부산대학교 도서관

Recent epidemiological investigations have reported on the association between telomere length (TL) and a number of malignancies, including B-cell lymphoma (BCL). The reported results for BCLs are however inconsistent. We carried out a nested case–control study to determine whether TL is associated with future risk of BCL. Using quantitative polymerase chain reaction, the relative TL (i.e. the ratio of telomere repeat copy number to single gene copy number) was measured in mononuclear cell DNA of prediagnostic peripheral blood samples of 464 lymphoma cases and 464 matched controls (median time between blood collection and diagnosis, 4.6 years). Conditional logistic regression was used to analyze the association between TL and the risk of developing lymphoma and histologic subtypes. TL was significantly longer in cases compared to controls (p = 0.01). Multivariable models showed a significantly increased risk of BCL [odds ratio (OR) = 1.66, 1.80 and 3.20 for quartiles 2–4, respectively, p-trend = 0.001], diffuse large B-cell lymphoma (DLBCL) (OR = 1.20, 2.48 and 2.36 for quartiles 2–4, respectively, p-trend = 0.03) and follicular lymphoma (FL) (OR = 1.39, 1.90 and 2.69 for quartiles 2–4, respectively, p-trend = 0.02) with increasing TL. This study suggests an association between longer leucocyte TL and increased risk of BCL which was most pronounced for DLBCL and FL. WHATʼS NEW?: Can telomere length affect cancer risk?
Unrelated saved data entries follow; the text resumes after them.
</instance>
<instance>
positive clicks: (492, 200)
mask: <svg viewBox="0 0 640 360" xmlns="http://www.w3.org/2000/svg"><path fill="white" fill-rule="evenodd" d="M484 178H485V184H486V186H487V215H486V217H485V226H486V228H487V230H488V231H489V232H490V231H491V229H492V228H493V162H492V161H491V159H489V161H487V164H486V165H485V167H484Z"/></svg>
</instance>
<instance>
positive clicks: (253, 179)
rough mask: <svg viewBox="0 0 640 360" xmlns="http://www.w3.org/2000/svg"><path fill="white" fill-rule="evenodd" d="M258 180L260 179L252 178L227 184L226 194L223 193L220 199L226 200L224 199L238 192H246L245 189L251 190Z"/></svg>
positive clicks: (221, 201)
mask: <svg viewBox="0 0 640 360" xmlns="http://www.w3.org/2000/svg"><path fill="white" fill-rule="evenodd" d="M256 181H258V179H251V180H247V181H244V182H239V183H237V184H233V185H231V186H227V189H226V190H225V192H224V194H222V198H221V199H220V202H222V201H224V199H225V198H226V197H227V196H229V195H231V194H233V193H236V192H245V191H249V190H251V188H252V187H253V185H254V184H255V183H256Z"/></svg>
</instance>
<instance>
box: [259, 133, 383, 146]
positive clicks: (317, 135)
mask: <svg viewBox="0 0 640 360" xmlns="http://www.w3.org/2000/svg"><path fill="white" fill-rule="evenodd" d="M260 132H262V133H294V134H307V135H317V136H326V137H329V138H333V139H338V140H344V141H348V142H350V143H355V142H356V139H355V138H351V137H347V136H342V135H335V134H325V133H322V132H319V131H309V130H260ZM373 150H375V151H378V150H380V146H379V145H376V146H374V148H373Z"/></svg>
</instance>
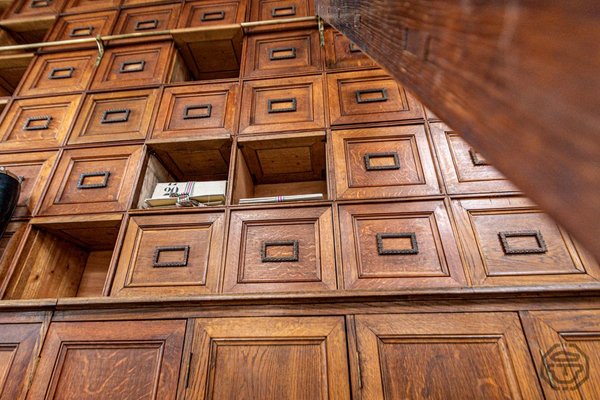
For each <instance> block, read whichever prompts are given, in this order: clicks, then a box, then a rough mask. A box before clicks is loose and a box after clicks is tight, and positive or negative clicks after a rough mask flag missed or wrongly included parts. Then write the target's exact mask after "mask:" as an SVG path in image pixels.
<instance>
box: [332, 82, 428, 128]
mask: <svg viewBox="0 0 600 400" xmlns="http://www.w3.org/2000/svg"><path fill="white" fill-rule="evenodd" d="M327 88H328V93H329V112H330V114H331V125H343V124H358V123H366V122H379V121H405V120H409V121H410V120H421V119H422V118H423V111H422V108H421V106H420V105H419V103H418V102H417V101H416V100H415V98H414V97H412V96H411V95H410V94H409V93H408V92H407V91H406V90H405V89H404V88H403V87H402V86H400V85H399V84H397V83H396V81H394V80H393V79H392V78H391V77H390V76H389V75H387V74H385V73H384V72H383V71H381V70H375V71H361V72H345V73H339V74H330V75H328V76H327Z"/></svg>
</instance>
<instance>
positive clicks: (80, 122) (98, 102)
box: [69, 90, 157, 144]
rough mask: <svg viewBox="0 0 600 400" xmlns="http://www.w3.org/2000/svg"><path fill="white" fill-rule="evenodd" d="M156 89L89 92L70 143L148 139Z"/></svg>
mask: <svg viewBox="0 0 600 400" xmlns="http://www.w3.org/2000/svg"><path fill="white" fill-rule="evenodd" d="M156 98H157V91H156V90H135V91H126V92H111V93H94V94H90V95H87V96H86V98H85V100H84V102H83V106H82V108H81V112H80V114H79V115H80V117H79V118H78V119H77V122H76V124H75V126H74V128H73V133H72V134H71V136H70V138H69V144H76V143H94V142H109V141H117V140H135V139H145V138H146V134H147V133H148V129H149V127H150V120H151V117H152V112H153V110H154V106H155V104H156Z"/></svg>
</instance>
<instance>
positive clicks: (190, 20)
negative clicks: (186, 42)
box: [178, 0, 247, 28]
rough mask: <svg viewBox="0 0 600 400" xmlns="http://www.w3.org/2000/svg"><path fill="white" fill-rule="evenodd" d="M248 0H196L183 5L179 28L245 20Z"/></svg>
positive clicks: (239, 22) (241, 21)
mask: <svg viewBox="0 0 600 400" xmlns="http://www.w3.org/2000/svg"><path fill="white" fill-rule="evenodd" d="M246 4H247V0H241V1H238V0H234V1H231V0H199V1H198V0H196V1H186V2H185V4H184V5H183V10H182V12H181V17H180V18H179V23H178V27H179V28H192V27H198V26H218V25H226V24H235V23H240V22H244V16H245V14H246Z"/></svg>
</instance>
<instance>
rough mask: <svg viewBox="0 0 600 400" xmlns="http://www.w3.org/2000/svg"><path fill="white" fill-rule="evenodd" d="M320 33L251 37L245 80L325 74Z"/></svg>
mask: <svg viewBox="0 0 600 400" xmlns="http://www.w3.org/2000/svg"><path fill="white" fill-rule="evenodd" d="M321 60H322V58H321V49H320V48H319V32H318V31H317V30H316V29H311V30H303V31H292V32H290V33H285V34H282V33H276V34H262V35H252V36H249V38H248V44H247V46H246V66H245V72H244V75H245V77H246V78H254V77H260V76H269V75H286V74H290V73H293V74H306V73H314V72H319V71H321V70H322V61H321Z"/></svg>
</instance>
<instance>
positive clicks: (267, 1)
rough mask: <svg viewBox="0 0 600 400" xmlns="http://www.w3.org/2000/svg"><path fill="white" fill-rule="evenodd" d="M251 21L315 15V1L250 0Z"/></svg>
mask: <svg viewBox="0 0 600 400" xmlns="http://www.w3.org/2000/svg"><path fill="white" fill-rule="evenodd" d="M250 1H251V4H252V5H251V7H250V20H251V21H264V20H269V19H286V18H299V17H307V16H310V15H315V6H314V2H313V0H250Z"/></svg>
Earlier studies have disagreed. This study investigated whether the length of these repetitive DNA sequences at the ends of chromosome correlate with the risk of developing B-cell lymphoma. Using data from the European Prospective Investigation into Cancer and Nutrition (EPIC), the authors conducted the largest prospective study to date on this question. They found that longer telomeres do indeed appear to signal an increased risk of B-cell lymphoma.